Die Vision zukunfts­­sicherer Laborlösungen

Im Zusammenhang mit Nachhaltigkeitsüberlegungen für Laborgebäude ­tauchen regelmäßig Konflikte zwischen ökonomisch-ökologischen Kriterien und dem notwendigen Schutz von Leben und Gesundheit der Labormitarbeiter sowie leistungsfördernder Laborumgebung auf. Die Europäische Gesellschaft für nachhaltigen Laborbau EGNATON widmet sich in ihrer Arbeitsgruppe 3 „Working Conditions“ nicht nur diesem Problem.

Sicheres Arbeiten in sicheren Laboratorien

Im Laboralltag stellen sich häufig Routine und Gewohnheit ein. Oft wird dabei vergessen, dass der Arbeitsplatz Laboratorium für Labormit­arbeiter Risiken mit sich bringt, deren Verwirk­lichung zu schweren Unfällen und ernsthaften Gesundheitsgefährdungen führen kann. Arbeitsschutz im Labor wird auch in seiner tatsächlichen Bedeutung für den Erfolg der ­Laborarbeit weitgehend unterschätzt. Kein ­Wunder, dass sich viele fragen, ­worin denn der Sinn auf­wändiger Schutzmaßnahmen im Labor besteht. Anderseits wirken hier einschlägige Erfahrungen prägend: Wer schon einmal Kollegen mit Atemwegsverätzungen erste Hilfe ange­deihen lassen musste oder aufmerksam die Einträge im Verbandbuch der letzten Jahre gelesen hat, stellt diese Frage sicher nicht. Das gilt auch für einen Laborleiter, der sich nach einem schweren Unfall im Labor den üblichen unan­genehmen Fragen nach Gefährdungsbeur­teilungen, Wirksamkeitsprüfung für Schutz­maß­nahmen, Unterweisungsnachweisen, Betriebs- ­anweisungen und Wahrnehmung seiner Aufsichtspflicht stellen muss. Derart subjektive Risiko­wahrnehmungen rufen nach einem „vernünftigeren“ Umgang mit Risiken.

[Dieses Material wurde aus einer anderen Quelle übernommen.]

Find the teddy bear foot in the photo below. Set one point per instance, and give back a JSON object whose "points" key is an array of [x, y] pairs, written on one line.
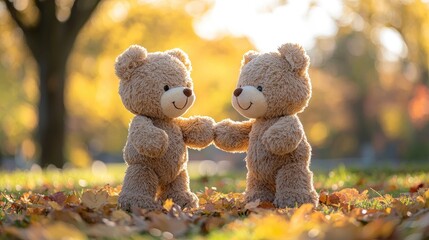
{"points": [[183, 199], [294, 199], [262, 196], [128, 202]]}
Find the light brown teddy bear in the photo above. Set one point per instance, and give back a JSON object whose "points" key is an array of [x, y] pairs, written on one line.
{"points": [[272, 88], [157, 88]]}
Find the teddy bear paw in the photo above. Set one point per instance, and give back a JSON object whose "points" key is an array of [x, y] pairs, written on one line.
{"points": [[293, 199], [128, 202]]}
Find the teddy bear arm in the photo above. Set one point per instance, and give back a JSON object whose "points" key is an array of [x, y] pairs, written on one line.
{"points": [[284, 136], [197, 131], [232, 136], [147, 139]]}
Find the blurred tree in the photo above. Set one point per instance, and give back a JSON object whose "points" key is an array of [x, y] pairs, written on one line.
{"points": [[50, 29]]}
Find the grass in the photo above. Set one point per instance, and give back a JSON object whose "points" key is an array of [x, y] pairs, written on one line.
{"points": [[379, 180]]}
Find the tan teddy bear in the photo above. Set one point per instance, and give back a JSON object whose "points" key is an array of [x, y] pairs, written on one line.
{"points": [[272, 88], [157, 88]]}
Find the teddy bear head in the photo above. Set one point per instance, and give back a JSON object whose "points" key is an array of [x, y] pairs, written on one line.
{"points": [[273, 84], [156, 85]]}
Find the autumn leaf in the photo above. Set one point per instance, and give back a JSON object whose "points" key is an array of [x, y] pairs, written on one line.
{"points": [[93, 199], [168, 204], [252, 205]]}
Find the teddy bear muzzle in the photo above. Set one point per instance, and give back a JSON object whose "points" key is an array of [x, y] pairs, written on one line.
{"points": [[176, 101], [249, 102]]}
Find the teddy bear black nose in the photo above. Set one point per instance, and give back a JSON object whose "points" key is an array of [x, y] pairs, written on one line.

Abb.1 Die drei Dimensionen der Nachhaltigkeit. Zum Zweck einer simultanen Darstellung der drei Dimensionen der Nachhaltigkeit bietet sich das in technischen und naturwissenschaftlichen Bereichen verbreitete Dreiecks­diagramm (Gibbsches Dreieck) an: Das Diagramm bildet ein Gemisch aus drei Komponenten ab (x+y+z=100 %). Die drei Säulen sind hier als Dimensionen aufzufassen, denen Nachhaltigkeitsaspekte kontinuierlich zugeordnet werden können. Das zentrale Feld steht für eine Position mit drei etwa gleich großen Erklärungsbeiträgen. Im integrierenden Nachhaltigkeitsdreieck lassen sich alle möglichen Kombinationen wie folgt darstellen.

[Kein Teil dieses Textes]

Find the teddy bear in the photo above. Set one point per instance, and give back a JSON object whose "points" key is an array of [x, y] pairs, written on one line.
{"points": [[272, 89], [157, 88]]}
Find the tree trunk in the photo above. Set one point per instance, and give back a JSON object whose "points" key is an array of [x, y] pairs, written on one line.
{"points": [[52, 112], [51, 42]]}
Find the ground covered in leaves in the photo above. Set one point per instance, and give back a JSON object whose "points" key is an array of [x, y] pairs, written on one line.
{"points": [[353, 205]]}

Rationaler Umgang mit Risiken

Im Arbeitsschutz verlässt man sich nicht auf die subjektiven Mechanismen der Risikowahrnehmung. Dort gründet sich die Vorhersage physischer oder psychischer Auswirkungen wie Gesundheitsschäden oder Unfälle auf Handlungsmodelle, die, ausgehend von Erfahrungen aus der Vergangenheit, auf zukünftige Folgen extrapolieren. Das „Erklärungsmodell Verletzungen und Erkrankungen“ nimmt eine solche Modellierung von Ursache-Wirkungs-Beziehungen vor. Dazu bedient es sich eines Satzes aller möglichen ­Gefährdungs- und Belastungsfaktoren, die multi­faktoriell verknüpft sein können. Ein derart analytisch ermitteltes Risiko von Unfällen oder Gesundheitsschäden wird in diesem Erklärungsmodell sowohl eingeschätzt als auch bewertet. Dabei dient die Risikoabschätzung der Beschreibung des Gesundheitsrisikos und einer fachkundlichen Abschätzung der Eintrittswahrscheinlichkeit und der möglichen Schadensschwere. Die anschließende Risikobewertung ist eine Entscheidung darüber, ob das bestehende Risiko akzeptabel ist oder ob Handlungsbedarf bezüglich zu treffender Maßnahmen besteht. Warum funktioniert aber dieses Modell in Laboratorien so häufig nicht?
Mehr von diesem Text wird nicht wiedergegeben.